背骨
夜道で、男の首吊り死体を見つけた。
全体からにじみ出る雰囲気は、一本の木のように静かだが、
下がっている本人は「びっくり!」とでも言っているような顔つきをしている。
そして、びっくりしたまま、静かに凍りついていた。
しばし呆然としてながめていると、ふいに死体が口をきいた。
「おまえの背骨は、曲がっている!」
こっちだってもう、びっくりしたの、しないの。
そりゃあ、首をくくってぶら下がってりゃあ、背筋も伸びるだろう。
言い返したかったが、口がきけない。
そんな俺を見て首吊りの男は、フン、と鼻で笑い、くるりと回転したかと思うと、
次の瞬間には闇に消えていた。
「ありゃあ?ここにあったのになあ」
声がする。

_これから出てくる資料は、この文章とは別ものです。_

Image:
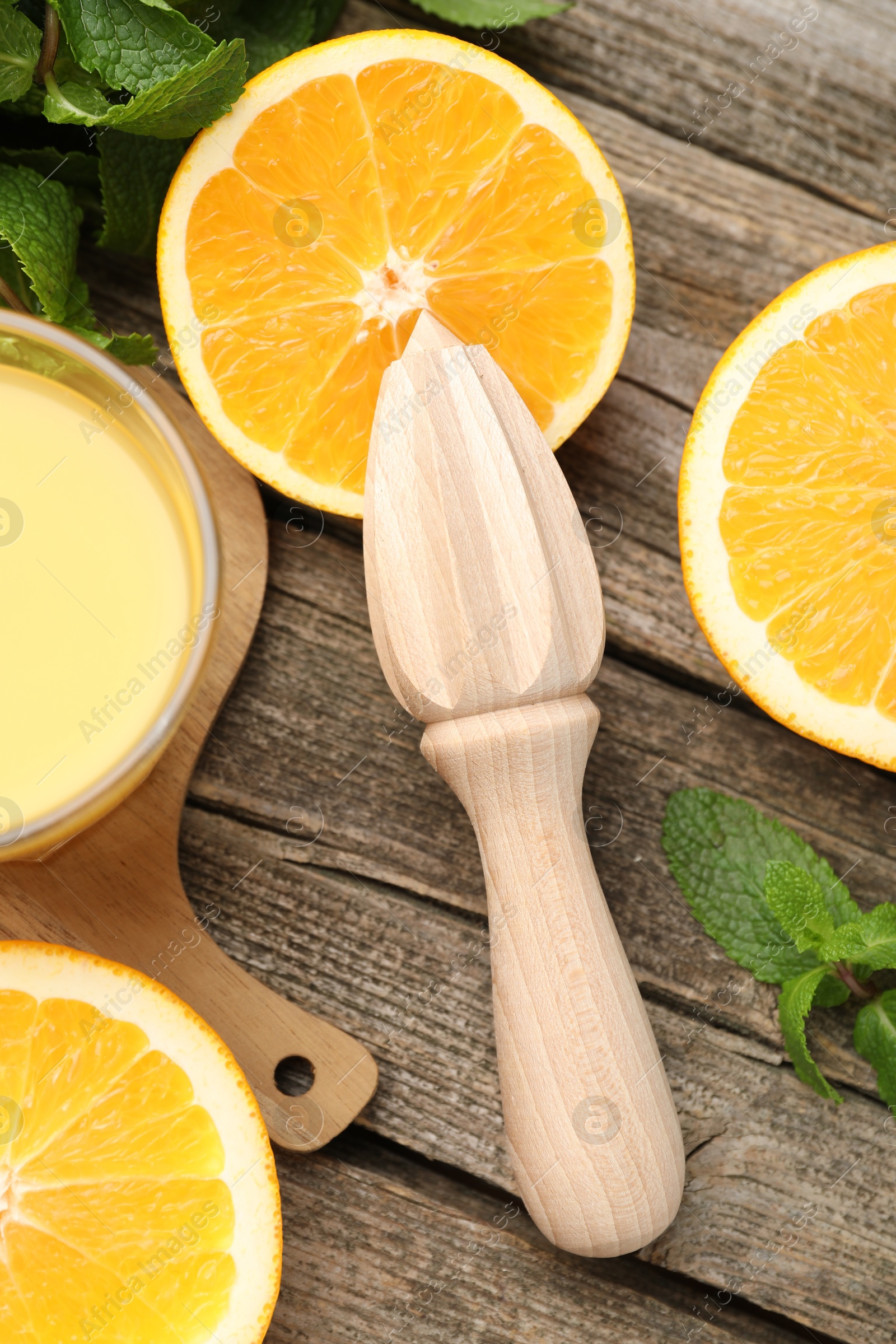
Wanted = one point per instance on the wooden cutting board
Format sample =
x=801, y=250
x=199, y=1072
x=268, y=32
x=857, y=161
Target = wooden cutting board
x=116, y=888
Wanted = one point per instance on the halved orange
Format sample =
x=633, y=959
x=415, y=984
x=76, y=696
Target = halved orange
x=355, y=185
x=787, y=507
x=139, y=1200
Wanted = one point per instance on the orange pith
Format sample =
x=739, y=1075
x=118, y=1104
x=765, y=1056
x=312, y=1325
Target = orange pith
x=105, y=1226
x=809, y=516
x=428, y=187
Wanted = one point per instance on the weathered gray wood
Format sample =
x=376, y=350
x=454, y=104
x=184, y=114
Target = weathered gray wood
x=311, y=737
x=819, y=115
x=412, y=980
x=302, y=749
x=376, y=1244
x=715, y=241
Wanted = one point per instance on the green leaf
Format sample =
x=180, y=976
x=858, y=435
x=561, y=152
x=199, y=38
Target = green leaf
x=875, y=1039
x=132, y=45
x=871, y=941
x=496, y=15
x=832, y=992
x=718, y=851
x=39, y=222
x=129, y=350
x=135, y=175
x=16, y=279
x=39, y=226
x=327, y=14
x=19, y=52
x=73, y=169
x=793, y=1009
x=799, y=902
x=171, y=111
x=274, y=30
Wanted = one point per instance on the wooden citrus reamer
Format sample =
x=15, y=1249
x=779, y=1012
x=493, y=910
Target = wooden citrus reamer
x=488, y=620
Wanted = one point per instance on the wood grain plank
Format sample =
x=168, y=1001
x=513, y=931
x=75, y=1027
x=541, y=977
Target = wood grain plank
x=314, y=748
x=819, y=113
x=382, y=1248
x=715, y=242
x=412, y=980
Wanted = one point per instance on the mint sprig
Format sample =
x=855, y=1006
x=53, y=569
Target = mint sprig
x=781, y=912
x=19, y=52
x=38, y=246
x=142, y=77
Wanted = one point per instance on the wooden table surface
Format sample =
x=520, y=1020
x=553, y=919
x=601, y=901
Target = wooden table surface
x=347, y=871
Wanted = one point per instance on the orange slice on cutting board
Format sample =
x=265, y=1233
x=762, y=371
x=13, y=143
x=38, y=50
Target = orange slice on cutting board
x=354, y=186
x=139, y=1201
x=787, y=507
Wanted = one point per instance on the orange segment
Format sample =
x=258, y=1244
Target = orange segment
x=417, y=111
x=334, y=432
x=796, y=582
x=512, y=312
x=316, y=147
x=258, y=273
x=354, y=186
x=265, y=373
x=129, y=1211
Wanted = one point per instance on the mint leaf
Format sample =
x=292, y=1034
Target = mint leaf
x=328, y=12
x=272, y=30
x=871, y=941
x=799, y=902
x=129, y=350
x=875, y=1039
x=171, y=111
x=793, y=1009
x=73, y=169
x=135, y=176
x=132, y=45
x=718, y=850
x=491, y=14
x=39, y=223
x=832, y=992
x=19, y=52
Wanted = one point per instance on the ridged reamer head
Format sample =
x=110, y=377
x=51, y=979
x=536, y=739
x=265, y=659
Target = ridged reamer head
x=483, y=588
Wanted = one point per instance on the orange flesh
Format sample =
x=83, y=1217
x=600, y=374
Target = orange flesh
x=113, y=1221
x=426, y=189
x=810, y=518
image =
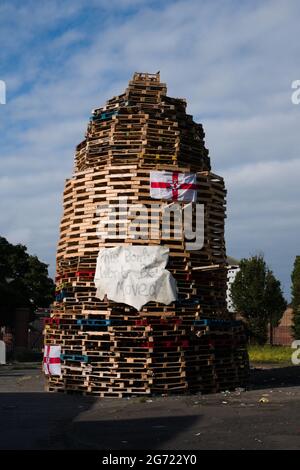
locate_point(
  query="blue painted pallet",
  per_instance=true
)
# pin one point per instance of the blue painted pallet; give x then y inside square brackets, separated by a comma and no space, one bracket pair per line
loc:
[103,116]
[74,357]
[187,302]
[216,322]
[94,322]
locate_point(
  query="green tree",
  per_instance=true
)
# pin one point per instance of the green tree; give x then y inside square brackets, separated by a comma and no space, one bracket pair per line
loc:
[257,296]
[24,281]
[296,297]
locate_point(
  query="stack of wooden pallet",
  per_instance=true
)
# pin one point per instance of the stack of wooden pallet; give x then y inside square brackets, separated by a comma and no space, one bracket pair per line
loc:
[110,348]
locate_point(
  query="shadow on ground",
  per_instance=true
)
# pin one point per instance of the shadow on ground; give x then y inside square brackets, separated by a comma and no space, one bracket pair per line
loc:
[275,377]
[38,420]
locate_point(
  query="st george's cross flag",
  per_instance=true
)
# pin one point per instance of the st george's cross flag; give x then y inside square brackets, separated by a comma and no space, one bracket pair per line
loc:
[172,185]
[52,363]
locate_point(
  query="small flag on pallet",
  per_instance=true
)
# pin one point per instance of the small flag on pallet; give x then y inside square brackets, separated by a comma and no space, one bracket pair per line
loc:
[172,185]
[52,362]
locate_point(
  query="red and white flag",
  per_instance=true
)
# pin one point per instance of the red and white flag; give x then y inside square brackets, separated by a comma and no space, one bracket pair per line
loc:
[173,185]
[52,362]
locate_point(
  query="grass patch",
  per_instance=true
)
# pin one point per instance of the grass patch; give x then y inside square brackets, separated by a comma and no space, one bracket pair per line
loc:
[272,354]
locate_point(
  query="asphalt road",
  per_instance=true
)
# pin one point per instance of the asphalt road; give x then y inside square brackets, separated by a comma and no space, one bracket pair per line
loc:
[267,416]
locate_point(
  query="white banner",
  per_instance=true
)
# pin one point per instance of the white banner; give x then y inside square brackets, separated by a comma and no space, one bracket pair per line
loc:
[135,275]
[172,185]
[52,363]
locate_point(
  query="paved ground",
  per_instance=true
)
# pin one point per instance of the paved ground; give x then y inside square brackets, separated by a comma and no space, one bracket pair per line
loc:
[265,417]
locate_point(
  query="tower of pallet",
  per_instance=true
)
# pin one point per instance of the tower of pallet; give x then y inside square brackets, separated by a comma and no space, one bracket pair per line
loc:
[110,349]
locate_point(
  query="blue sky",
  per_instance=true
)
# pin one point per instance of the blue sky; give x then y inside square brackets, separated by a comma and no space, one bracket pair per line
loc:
[233,61]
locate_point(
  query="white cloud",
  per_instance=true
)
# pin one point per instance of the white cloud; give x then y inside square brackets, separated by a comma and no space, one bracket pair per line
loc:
[234,62]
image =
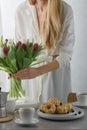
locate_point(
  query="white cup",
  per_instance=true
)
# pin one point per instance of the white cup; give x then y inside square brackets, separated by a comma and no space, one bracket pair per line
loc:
[82,99]
[25,114]
[11,105]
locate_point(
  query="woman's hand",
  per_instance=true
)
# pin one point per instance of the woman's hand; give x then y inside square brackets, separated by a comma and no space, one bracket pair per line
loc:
[28,73]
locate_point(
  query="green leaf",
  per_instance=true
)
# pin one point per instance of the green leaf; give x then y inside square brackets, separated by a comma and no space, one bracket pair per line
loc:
[20,53]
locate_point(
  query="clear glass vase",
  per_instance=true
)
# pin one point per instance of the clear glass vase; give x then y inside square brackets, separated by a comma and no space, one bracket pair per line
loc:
[16,89]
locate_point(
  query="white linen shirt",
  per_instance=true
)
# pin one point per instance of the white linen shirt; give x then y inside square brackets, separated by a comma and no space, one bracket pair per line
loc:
[56,83]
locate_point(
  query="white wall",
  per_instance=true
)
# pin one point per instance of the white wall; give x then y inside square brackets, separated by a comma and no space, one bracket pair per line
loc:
[0,20]
[79,63]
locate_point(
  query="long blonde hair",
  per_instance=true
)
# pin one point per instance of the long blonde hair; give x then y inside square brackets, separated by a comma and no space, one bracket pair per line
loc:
[51,26]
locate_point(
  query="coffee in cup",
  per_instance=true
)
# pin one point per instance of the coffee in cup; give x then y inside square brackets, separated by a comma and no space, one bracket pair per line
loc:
[25,114]
[82,99]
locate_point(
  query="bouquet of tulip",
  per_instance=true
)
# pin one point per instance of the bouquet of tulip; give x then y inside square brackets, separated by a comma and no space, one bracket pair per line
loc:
[14,57]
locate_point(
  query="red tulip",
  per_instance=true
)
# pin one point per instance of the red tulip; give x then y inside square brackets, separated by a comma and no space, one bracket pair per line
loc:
[35,47]
[19,43]
[24,46]
[5,50]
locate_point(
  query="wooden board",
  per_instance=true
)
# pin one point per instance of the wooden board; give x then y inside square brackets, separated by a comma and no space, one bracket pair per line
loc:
[7,118]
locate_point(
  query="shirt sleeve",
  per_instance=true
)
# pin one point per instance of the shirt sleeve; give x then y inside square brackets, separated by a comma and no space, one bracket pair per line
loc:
[18,25]
[67,42]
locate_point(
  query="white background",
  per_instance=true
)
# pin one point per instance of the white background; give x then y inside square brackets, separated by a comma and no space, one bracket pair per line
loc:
[79,62]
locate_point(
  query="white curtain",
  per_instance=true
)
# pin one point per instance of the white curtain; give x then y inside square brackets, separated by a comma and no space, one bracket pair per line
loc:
[79,62]
[3,76]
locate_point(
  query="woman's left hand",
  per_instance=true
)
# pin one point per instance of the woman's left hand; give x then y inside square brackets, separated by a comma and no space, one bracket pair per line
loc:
[28,73]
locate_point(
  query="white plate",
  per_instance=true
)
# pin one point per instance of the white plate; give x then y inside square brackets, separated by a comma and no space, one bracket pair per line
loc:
[33,122]
[78,114]
[79,105]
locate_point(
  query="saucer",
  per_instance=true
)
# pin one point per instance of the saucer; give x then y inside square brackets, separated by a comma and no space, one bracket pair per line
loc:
[20,122]
[78,114]
[79,105]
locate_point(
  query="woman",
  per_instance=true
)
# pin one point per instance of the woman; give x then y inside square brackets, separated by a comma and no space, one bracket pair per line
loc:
[49,22]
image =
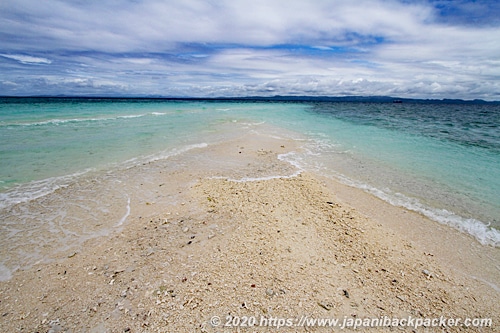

警官と、男がひとり、こちらへ走ってくる。
「ここに、首吊り死体がありませんでしたか?」
警官が聞いてくる。
そうですよ、たったいままでここに・・・と言いかけた時、
「あっ、このひとだ!」
警官に付き添って来た男が、俺を指さして叫ぶ。
「ぶら下がっていたのは、このひとですよ、おまわりさん」
警官は、あきれた顔をして俺を見た。
「あなたですか。たちのわるいいたずらは困りますなあ」
おこられてしまった。
ふたりとも、さっさと立ち去ったが、
去りしなに男が、フン、と鼻で笑ったのを見た。
あっ。
あのシャンとした背筋は。
気付いたら、さっきの、吊り下がっていた男だった。